Parenthèse monétaire : Subtile manœuvre de Narendra Modi, premier ministre de l’Inde, le 8 novembre 2016 : il procède à la démonétisation surprise des billets de 500 et de 1.000 Rps (soit 86% de l’argent en circulation). Date d’effet dès le lendemain 9 novembre 2016. La subtilité tient dans la surprise, mais aussi dans la date, qui coïncide avec l’élection de son ami Donald à la présidence des Etats-Unis. Ainsi, personne ou presque n’a entendu parler de cette décision dans le monde, les média ayant d’autres chats à fouetter et sujet à traiter. La démonétisation est restée une affaire purement interne à l’Inde. Concrètement, les billets de 500 et de 1.000 Rps n’avaient plus cours du jour au lendemain et pouvaient être échangés (de façon non anonyme donc) dans les banques contre de nouvelles coupures. L’objectif était la lutte contre la fraude (fausse monnaie), la corruption, le black et le financement du terrorisme, rien que ça. Cette « attaque » était évidemment risquée mais n’a finalement pas débouché sur les troubles auxquels l’Inde est coutumière. En revanche, effet indirect, les femmes ont été contraintes de dévoiler leur épargne personnelle cachée et de la confier aux hommes de la famille qui allaient à la banque. Le gouvernement tablait sur le fait que les détenteurs de cash d’origine illégale n’oseraient pas venir les échanger. Objectif non atteint puisqu’on considère que plus de 99% des billets ont bel et bien été rapportés aux guichets. La Banque Centrale a alors émis de nouveaux billets de 500 et 2.000 Rps, qui sont d’ailleurs très jolis, toujours à l’effigie du Mahatma Gandhi. En revanche, plus de billet de 1.000 Rps.

Pour se rattraper de ce relatif échec, le gouvernement a souhaité insister sur la digitalisation de l’économie, devant conduire à la diminution de l’argent en circulation (donc réduire corruption, non déclarations, etc.). Mais le cash est toujours là, les grosses liasses circulent et, comme je peux le constater dans les hôtels que je fréquente, peu acceptent encore les paiements par carte de crédit, ou, comme par hasard, la machine à cartes ne marche pas, c’est pas de bol hein !

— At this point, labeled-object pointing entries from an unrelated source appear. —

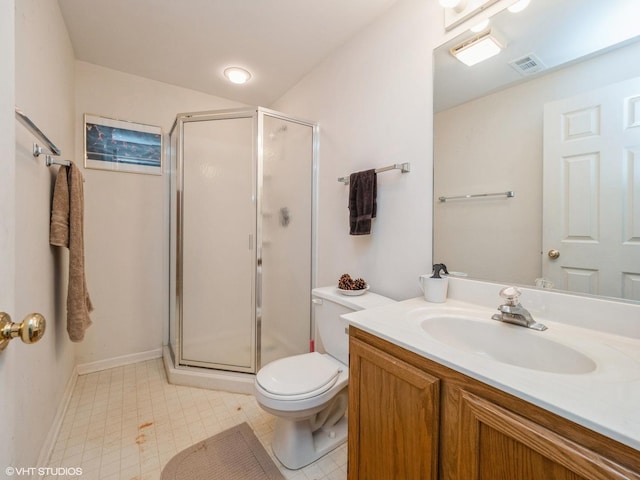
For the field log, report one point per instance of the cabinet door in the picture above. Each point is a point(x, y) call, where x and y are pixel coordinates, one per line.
point(393, 417)
point(498, 444)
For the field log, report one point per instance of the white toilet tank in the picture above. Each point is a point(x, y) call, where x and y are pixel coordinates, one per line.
point(329, 304)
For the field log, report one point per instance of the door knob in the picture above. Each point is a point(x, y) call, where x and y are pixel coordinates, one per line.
point(30, 330)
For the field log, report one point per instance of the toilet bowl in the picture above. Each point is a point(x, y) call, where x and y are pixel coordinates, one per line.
point(308, 392)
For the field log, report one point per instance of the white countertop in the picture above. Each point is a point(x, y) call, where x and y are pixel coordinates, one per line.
point(606, 400)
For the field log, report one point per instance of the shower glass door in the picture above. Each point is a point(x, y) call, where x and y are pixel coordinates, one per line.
point(218, 243)
point(241, 244)
point(287, 226)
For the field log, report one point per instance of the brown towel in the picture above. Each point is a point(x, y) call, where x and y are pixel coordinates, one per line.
point(67, 226)
point(362, 201)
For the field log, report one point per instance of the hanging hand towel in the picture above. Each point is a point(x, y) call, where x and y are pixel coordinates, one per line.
point(67, 225)
point(362, 201)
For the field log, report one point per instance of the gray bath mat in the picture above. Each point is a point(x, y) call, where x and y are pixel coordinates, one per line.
point(233, 454)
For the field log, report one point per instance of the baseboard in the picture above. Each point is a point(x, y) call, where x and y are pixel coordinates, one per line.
point(54, 431)
point(99, 365)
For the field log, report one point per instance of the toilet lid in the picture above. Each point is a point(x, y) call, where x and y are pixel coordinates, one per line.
point(299, 375)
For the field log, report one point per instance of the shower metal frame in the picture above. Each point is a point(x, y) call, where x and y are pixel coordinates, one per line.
point(257, 114)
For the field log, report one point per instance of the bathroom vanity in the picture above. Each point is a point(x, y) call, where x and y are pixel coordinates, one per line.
point(437, 393)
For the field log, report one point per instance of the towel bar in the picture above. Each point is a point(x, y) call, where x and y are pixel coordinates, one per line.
point(509, 194)
point(51, 151)
point(403, 167)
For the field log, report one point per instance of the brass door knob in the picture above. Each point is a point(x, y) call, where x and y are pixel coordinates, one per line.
point(30, 330)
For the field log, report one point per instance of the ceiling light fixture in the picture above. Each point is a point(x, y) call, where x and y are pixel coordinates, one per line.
point(519, 6)
point(449, 3)
point(480, 26)
point(477, 48)
point(237, 75)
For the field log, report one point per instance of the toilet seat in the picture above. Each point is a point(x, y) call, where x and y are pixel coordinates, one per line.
point(298, 377)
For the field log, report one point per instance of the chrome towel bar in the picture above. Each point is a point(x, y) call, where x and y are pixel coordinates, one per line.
point(509, 194)
point(38, 150)
point(403, 167)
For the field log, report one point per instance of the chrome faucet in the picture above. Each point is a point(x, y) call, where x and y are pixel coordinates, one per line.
point(512, 312)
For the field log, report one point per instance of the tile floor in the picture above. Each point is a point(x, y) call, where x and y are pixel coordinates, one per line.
point(126, 423)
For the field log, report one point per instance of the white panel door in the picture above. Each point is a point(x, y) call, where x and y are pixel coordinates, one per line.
point(591, 197)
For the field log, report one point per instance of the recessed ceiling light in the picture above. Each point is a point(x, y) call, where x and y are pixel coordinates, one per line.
point(237, 75)
point(519, 6)
point(449, 3)
point(477, 28)
point(477, 48)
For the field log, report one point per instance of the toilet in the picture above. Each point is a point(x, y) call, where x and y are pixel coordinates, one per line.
point(308, 392)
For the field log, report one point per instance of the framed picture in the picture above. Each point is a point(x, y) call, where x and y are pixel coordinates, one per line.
point(122, 146)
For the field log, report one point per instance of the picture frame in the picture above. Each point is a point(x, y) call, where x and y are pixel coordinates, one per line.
point(122, 146)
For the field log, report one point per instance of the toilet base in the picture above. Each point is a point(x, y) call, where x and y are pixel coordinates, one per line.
point(296, 446)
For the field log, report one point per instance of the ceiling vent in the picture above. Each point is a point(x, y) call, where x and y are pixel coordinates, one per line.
point(527, 65)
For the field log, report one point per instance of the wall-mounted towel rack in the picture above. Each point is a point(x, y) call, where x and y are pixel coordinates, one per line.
point(403, 167)
point(509, 194)
point(52, 150)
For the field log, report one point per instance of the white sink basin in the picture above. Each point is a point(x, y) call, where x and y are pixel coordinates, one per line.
point(505, 343)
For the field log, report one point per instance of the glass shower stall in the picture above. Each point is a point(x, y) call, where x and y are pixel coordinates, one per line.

Si la réforme comportait des objectifs avouables, quoique la méthode radicale puisse choquer, force est de constater qu’elle n’a pas réussi dans l’ampleur souhaitée. Les analyses économiques estiment même qu’elle a fait perdre 1% de la croissance du PIB et causé d’immenses pertes d’emplois dans les secteurs informels… Pas facile de faire bouger les choses sans dégâts donc ! Et « la lutte contre le Mal conduit souvent à son renforcement », comme disait le célèbre critique gastronoimique indien (vaut mieux que deux tu l’auras) Pladmul Pafresh 😉


SOMNATH

Somnath est une petite ville côtière, assez tranquille, réputée pour son temple hindou maintes fois détruit et reconstruit. De fait, la dernière reconstruction ne date que de 1950. Effectivement il ne fait pas très ancien. Ainsi, pour les voyageurs pressés, Somnath peut être allègrement sautée, des temples, il y en a des milliers en Inde. Ce qui est plutôt rigolo est l’environnement du temple, ses pratiques et obligations ; l’endroit pour déposer appareil photo et téléphone mobile (interdiction de prendre des photos), autre endroit pour déposer les tongs, la grande organisation et le très long parvis faisant augurer de foules le weekend ou à l’occasion de pèlerinages, les hommes qui se tapent le front sur les marches d’escaliers, ceux qui s’étalent de tout leur long à plat ventre dans une intense dévotion, les vieux barbus décharnés habillés de hardes saintes blanches et oranges qui vivent de mendicité, certainement pas pour s’acheter du savon. En contrebas est la plage qui a une belle courbe et une multitude de crottes de chameaux qui promènent les autochtones le soir pour 5 Rps. Il y pousse aussi quantité de papiers sales, sacs et bouteilles en plastique et autres déchets. Pour y accéder, il faut passer par un dédale d’échoppes à merdouilles, bracelets, coquillages (et crustacés)…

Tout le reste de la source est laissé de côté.